Concerns of a catastrophic failure forced the Department of Public Works to close the bridge last year. Deemed by engineers as too dangerous for a pedestrian, the span once simultaneously supported trains, trolley’s and trucks along its deck. Today, the bridge carries only a message: Boston is lost.
Built in 1908, the Old Northern Avenue Bridge is the last swinging bridge in our city – one of few in the country. The structure is a piece of industrial art worthy of being a gateway to the self proclaimed Innovation District. When her center span sweeps over the historic Fort Point Channel people come to a standstill. In awe, crowds watch poetry in motion as hundreds of feet of steel trusses silently glide over the sea as they have for over a hundred years. The city is a better place with the Old Northern Avenue Bridge in its midst.

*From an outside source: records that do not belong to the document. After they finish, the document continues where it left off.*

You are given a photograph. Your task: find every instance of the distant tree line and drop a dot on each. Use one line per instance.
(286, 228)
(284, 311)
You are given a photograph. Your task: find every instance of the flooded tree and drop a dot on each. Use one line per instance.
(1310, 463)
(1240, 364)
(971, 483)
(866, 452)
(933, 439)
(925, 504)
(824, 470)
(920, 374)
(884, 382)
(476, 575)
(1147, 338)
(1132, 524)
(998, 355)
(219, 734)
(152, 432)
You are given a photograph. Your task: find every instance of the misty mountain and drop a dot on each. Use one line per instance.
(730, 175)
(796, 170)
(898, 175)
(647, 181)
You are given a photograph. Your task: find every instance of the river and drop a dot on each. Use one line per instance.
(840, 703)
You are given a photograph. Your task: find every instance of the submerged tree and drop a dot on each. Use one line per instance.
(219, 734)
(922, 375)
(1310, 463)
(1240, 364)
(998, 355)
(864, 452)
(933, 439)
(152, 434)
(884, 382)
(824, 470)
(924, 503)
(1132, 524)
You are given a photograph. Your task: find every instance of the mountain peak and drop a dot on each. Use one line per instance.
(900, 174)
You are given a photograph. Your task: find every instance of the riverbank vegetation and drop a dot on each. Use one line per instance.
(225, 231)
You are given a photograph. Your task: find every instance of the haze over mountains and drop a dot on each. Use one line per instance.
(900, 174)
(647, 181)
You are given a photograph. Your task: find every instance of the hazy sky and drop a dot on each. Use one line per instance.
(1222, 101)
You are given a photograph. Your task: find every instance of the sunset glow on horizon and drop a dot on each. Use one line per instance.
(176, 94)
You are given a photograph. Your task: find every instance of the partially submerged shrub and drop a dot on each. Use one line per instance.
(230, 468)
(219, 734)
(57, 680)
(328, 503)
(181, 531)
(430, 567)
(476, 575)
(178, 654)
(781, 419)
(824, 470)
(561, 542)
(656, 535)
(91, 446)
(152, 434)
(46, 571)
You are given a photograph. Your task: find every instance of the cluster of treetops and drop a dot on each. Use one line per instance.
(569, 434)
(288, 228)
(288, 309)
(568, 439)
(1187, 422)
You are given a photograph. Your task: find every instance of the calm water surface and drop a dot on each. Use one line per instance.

The Seaport District, aka the Innovation District, is adrift in a sea of suburban architecture from somewhere else. Where lighting attempts to coverup a lack of substance. The emerging community owes its worth to the waterfront it occupies, the subterranean superhighways below its surface streets and its proximity to the city’s center – not to the buildings being erected. Nearly 1,000 acres of promising land needs an anchor – a root to grow from. The Fort Point Channel is that saving grace. The Northern Avenue Bridge is one of its most prominent layers in the city’s industrial yesteryears. Generations of Bostonians passed over the bridge as they toiled away at their legacy. Now is the time to recognize our ancestors work with a full restoration of their bridge. Save our bridge.